Brandon Lawrence, National Contributor | December 08, 2015

2015 Freshman Player Of  The Year

Jabari Butler – CB, Abilene Christian

In a league like the Southland Conference, where offense generally runs rampant, it’s always a good idea for programs to reinforce the defense with young talent. That’s what Abilene Christian has done with a player like Butler, who contributed heavily in his inaugural season with the Wildcats.

Butler recorded 40 tackles in his first season, but did most of his damage keeping opposing quarterbacks from completing passes to their intended targets. The 5-foot-11, 180-pound freshman broke up nine passes this season and recorded six interceptions, also adding one fumble recovery in 11 games played. Butler ranked first in the Southland Conference in interceptions and second in passes defended with 1.36 per outing.

Case Cookus – QB, Northern Arizona

The way Cookus played in his first season, one would think he’s been at Northern Arizona for a number of years and is a veteran competing against Big Sky competition. The comfort level for Cookus taking over a Lumberjacks team that seems to be a perpetual contender in the conference was mind blowing, and his numbers support that. The freshman completed 222-of-322 passing in his first season for 3,111 yards and 37 touchdowns (an NAU and FCS freshman record) against only five interceptions.

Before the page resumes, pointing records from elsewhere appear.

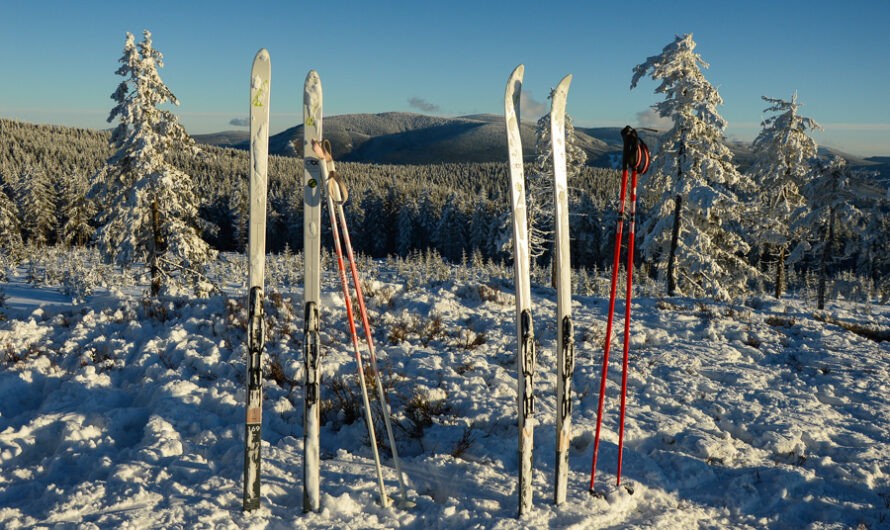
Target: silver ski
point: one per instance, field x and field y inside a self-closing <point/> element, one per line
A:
<point x="312" y="184"/>
<point x="260" y="77"/>
<point x="525" y="337"/>
<point x="565" y="344"/>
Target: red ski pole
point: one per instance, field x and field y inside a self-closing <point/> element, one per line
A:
<point x="615" y="264"/>
<point x="635" y="156"/>
<point x="627" y="303"/>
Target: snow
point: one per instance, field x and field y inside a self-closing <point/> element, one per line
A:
<point x="117" y="413"/>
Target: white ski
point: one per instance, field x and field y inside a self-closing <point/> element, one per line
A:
<point x="565" y="344"/>
<point x="525" y="337"/>
<point x="312" y="184"/>
<point x="260" y="76"/>
<point x="337" y="193"/>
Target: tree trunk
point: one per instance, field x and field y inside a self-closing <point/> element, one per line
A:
<point x="672" y="257"/>
<point x="154" y="254"/>
<point x="827" y="256"/>
<point x="780" y="270"/>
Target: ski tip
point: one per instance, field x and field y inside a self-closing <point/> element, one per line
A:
<point x="404" y="503"/>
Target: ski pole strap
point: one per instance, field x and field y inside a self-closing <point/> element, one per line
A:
<point x="337" y="188"/>
<point x="636" y="152"/>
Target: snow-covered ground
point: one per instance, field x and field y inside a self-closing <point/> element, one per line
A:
<point x="115" y="413"/>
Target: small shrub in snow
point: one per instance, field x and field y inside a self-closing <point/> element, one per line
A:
<point x="345" y="403"/>
<point x="423" y="406"/>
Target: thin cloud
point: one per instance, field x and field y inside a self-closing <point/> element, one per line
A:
<point x="650" y="119"/>
<point x="530" y="107"/>
<point x="422" y="104"/>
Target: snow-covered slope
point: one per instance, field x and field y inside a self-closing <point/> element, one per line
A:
<point x="118" y="413"/>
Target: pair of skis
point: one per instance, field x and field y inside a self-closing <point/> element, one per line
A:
<point x="260" y="81"/>
<point x="526" y="355"/>
<point x="317" y="170"/>
<point x="636" y="159"/>
<point x="336" y="197"/>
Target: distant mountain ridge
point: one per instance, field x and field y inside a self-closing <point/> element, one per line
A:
<point x="410" y="138"/>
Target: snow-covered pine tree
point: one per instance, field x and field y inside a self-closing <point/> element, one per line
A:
<point x="782" y="153"/>
<point x="692" y="183"/>
<point x="836" y="196"/>
<point x="77" y="210"/>
<point x="37" y="206"/>
<point x="405" y="227"/>
<point x="151" y="211"/>
<point x="452" y="231"/>
<point x="10" y="229"/>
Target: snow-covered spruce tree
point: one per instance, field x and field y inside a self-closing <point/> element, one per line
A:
<point x="10" y="229"/>
<point x="77" y="210"/>
<point x="37" y="206"/>
<point x="149" y="206"/>
<point x="835" y="197"/>
<point x="692" y="184"/>
<point x="539" y="183"/>
<point x="782" y="152"/>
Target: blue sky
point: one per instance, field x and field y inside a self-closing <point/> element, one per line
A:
<point x="451" y="58"/>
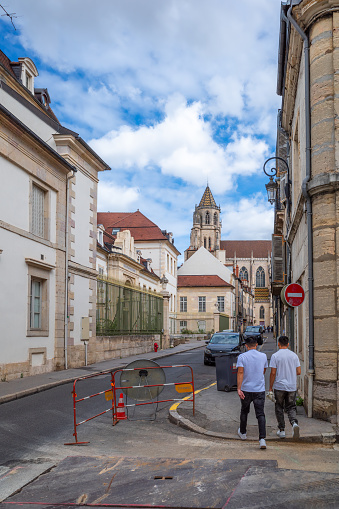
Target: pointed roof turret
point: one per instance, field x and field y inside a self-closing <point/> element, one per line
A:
<point x="207" y="200"/>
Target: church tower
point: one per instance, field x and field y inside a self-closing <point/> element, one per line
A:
<point x="206" y="229"/>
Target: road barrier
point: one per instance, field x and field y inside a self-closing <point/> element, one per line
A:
<point x="110" y="394"/>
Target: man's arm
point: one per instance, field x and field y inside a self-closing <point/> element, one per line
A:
<point x="240" y="377"/>
<point x="272" y="377"/>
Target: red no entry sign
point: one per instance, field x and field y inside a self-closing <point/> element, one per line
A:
<point x="293" y="295"/>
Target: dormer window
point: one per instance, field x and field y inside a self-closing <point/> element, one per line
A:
<point x="27" y="72"/>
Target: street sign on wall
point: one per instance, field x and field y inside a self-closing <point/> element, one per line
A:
<point x="293" y="295"/>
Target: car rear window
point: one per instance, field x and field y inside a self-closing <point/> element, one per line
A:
<point x="226" y="339"/>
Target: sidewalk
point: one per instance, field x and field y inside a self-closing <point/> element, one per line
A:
<point x="217" y="414"/>
<point x="21" y="387"/>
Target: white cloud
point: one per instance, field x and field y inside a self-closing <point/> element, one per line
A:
<point x="182" y="146"/>
<point x="250" y="218"/>
<point x="115" y="198"/>
<point x="219" y="53"/>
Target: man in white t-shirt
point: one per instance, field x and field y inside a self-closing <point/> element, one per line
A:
<point x="285" y="367"/>
<point x="251" y="388"/>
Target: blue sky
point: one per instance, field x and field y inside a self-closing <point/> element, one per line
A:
<point x="170" y="93"/>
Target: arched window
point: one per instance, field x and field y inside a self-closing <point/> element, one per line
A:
<point x="243" y="274"/>
<point x="260" y="278"/>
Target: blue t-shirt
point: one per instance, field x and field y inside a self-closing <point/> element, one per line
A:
<point x="254" y="363"/>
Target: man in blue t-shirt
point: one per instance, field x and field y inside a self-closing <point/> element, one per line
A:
<point x="285" y="367"/>
<point x="251" y="388"/>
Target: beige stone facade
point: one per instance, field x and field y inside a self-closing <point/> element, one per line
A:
<point x="320" y="189"/>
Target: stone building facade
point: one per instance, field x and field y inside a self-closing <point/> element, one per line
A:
<point x="48" y="234"/>
<point x="307" y="204"/>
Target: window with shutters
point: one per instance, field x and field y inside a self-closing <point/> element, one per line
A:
<point x="38" y="297"/>
<point x="260" y="278"/>
<point x="202" y="304"/>
<point x="221" y="304"/>
<point x="39" y="211"/>
<point x="183" y="304"/>
<point x="243" y="274"/>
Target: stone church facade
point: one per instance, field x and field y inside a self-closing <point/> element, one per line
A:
<point x="250" y="259"/>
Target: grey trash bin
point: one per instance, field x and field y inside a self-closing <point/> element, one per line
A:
<point x="226" y="367"/>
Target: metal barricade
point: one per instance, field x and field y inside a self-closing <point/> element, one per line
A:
<point x="110" y="394"/>
<point x="189" y="385"/>
<point x="75" y="401"/>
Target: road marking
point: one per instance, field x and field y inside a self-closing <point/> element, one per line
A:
<point x="175" y="406"/>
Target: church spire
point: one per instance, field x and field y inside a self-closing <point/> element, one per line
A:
<point x="207" y="199"/>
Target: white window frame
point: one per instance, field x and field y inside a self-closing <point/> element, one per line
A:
<point x="221" y="303"/>
<point x="183" y="304"/>
<point x="202" y="304"/>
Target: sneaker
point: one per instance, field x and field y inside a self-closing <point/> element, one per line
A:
<point x="262" y="443"/>
<point x="295" y="430"/>
<point x="243" y="436"/>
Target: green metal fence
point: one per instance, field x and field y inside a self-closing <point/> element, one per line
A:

Cookus completed a whopping 68.9 percent of his passes in 2015 and earned a 184.9 passer efficiency rating after averaging 282.8 passing ypg. For good measure, the signal caller added 90 rushing yards and three ground scores for 40 total touchdowns on the season. His 3,111 passing yards n a season ranks sixth in school history and ranked first in the entre FCS in terms of passing touchdowns.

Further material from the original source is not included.